Petrosino’s supposedly ‘secret’ mission to Italy had been pre-announced in the New York press. When he reached Palermo, he refused the offer of an armed escort. The only protection he thought he needed were the dollars he handed out as bribes. He used the methods that had proved so successful at home, boldly seeking to make personal contact with criminals and mafiosi out in the streets. This, of course, was what the Sicilian police did too; but they would never have dreamed of trying to do it in isolation. After Petrosino’s death, it was found that he had even left his revolver in his hotel room.

Police in Palermo suspected a link between Petrosino’s death and the ‘body in the barrel’ gang. Two members had travelled back to Sicily at the same time as Petrosino, keeping in touch with Piddu Morello using coded telegrams. The theory was that Morello and Giuseppe Fontana had asked Vito Cascio-Ferro to arrange the killing on their behalf. When Cascio-Ferro was arrested, he was found to have a photo of Petrosino. Yet there was an alibi: Don Vito’s political collaborator, a member of parliament, claimed that the mafioso had been at his house when Petrosino was shot. Much to the indignation of the American press, the case never even came to trial.
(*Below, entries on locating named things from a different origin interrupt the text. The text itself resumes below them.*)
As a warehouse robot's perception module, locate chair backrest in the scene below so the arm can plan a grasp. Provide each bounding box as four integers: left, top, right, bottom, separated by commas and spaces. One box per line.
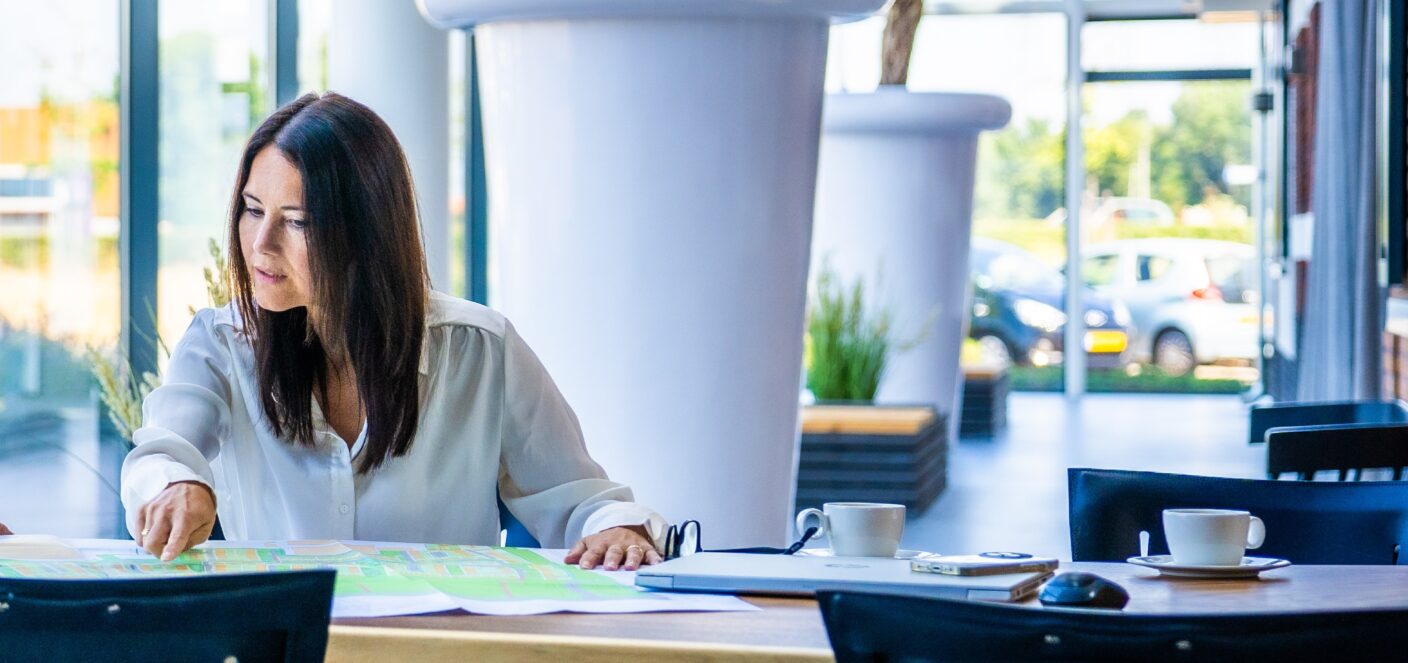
817, 591, 1408, 663
1247, 400, 1408, 445
498, 497, 537, 548
0, 570, 337, 663
1067, 467, 1408, 564
1266, 424, 1408, 481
Many years later, after a life sentence had finally brought his career to an end under Fascism, Cascio-Ferro was interviewed in jail. He claimed to have only ever killed one man in his life, ‘and I did that
disinterestedly
’. This cryptic phrase was taken to refer to the most famous murder with which his name had been associated: that of Joe Petrosino. The implication was perhaps that he had carried out the murder as a favour to his American colleagues. This ‘confession’ does not necessarily mean he committed the crime. It might simply have been an attempt to bask in the stolen glory of another mafioso’s work. Like the ‘body in the barrel’ case, Joe Petrosino’s murder is still classified as unsolved.

*   *   *

Along with most Sicilian immigrants to the United States, the members of the Morello gang probably did not intend to make their stay permanent. Like many of those same immigrants, however, the most prominent members remained in the USA for the rest of their lives. For some this was not a very long time. Inzerillo opened another little pastry shop but was shot and killed soon afterwards. Di Primo, a model prisoner in Sing Sing, was released early. Petto the Ox moved to Browntown, Pennsylvania. On the night of 25 October 1905, he was hit by five bullets from a shotgun in his own back yard. Petrosino suspected that Di Primo was the murderer. Giuseppe Fontana disappeared soon after the Petrosino killing.

Other members of the gang played a role in New York’s organized crime scene for decades. In the year of Petrosino’s death, Piddu Morello was convicted of running a counterfeiting business in East Harlem and given twenty-five years in Atlanta Federal Penitentiary. He lost his role at the head of the organization.